The Indicators Spell Trouble
In a way, she was right. While the misery index is a useful tool to track how people are faring within an economy, it does not accurately account for the many other factors that contribute to “well-being.” In fact, the misery index isn’t the only insufficient indicator of a country’s well-being out there. Far more troubling is the continuing overreliance on GDP (gross domestic product) as a measuring tool. GDP essentially shows how much is produced in a country in terms of goods and services over a year. This is of course important—an economy that produces next to nothing will have less wealth to go around than one that has a large economy.
But things are infinitely more complicated than that. The first problem with GDP is that while it can give an indication of the total wealth of a country, it does not indicate the distribution of this wealth. Tiny, oil-rich states where the elites pocket all the revenue can have a higher GDP per capita than countries with lower GDPs, but those countries with lower GDPs may have a more equal distribution of that wealth. Another significant problem is that GDP merely measures economics, not education, health, freedom and other factors that severely impact the quality of life.

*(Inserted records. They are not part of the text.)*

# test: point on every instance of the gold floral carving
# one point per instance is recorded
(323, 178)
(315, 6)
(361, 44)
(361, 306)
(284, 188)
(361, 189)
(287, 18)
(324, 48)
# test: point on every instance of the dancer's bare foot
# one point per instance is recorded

However, other measures do exist. The Kingdom of Bhutan’s Gross Happiness Index is a bit too subjective. Perhaps the most useful index is the World Bank’s Human Development Index (HDI), which takes into account measures of education, health and wealth. Though the HDI is not perfect either, for it relies on just a few data points to try and paint a complex picture, it still does a better job than most indexes.
So why do we still rely on GDP? One answer, at least in the American context, is that it makes us look good. Claims of American exceptionalism can be easily cemented by pointing to worldwide GDP rankings. A more complicated standard would show the US in a less favorable light. For example, the HDI recently ranked the United States 4th in the world. When adjusted for inequality, the U.S. ranked 23rd, behind Slovenia and just barely ahead of Estonia. This makes a lot of sense: while America as a whole is immensely rich, the average tends to get skewed by those at the top who are doing disproportionately well. This hides the fact that African American males, for example, can expect to live shorter lives than men in China, Jordan or Vietnam. It’s hard to cheer “USA!” with that statistic in mind.
I think, however, that jingoism is too facile an explanation. Rather, the supremacy of GDP merely reflects the “marketization of society” that began in the 1970s and 80s when the supremacy of markets was widely proclaimed. Michael Sandel talks about this in his latest book, The Moral Limits of Markets. We have elevated the idea of free exchange to such a degree that more and more is left to the markets. For some reason, we now believe that markets offer the solution to almost any problem – from health care to environmental degradation. Given the exalted status of economics in our discourse, it’s not surprising that we rely so heavily on GDP. After all, if everything is up for sale, money becomes the only factor that matters.
But that is not how well-being works. And while money can buy better health and education, it does not necessarily do so. Our preoccupation with monetary parameters reflects our unhealthy societal obsessions. Perhaps it’s time we shifted our focus to a more comprehensive picture of what makes a human life worth living.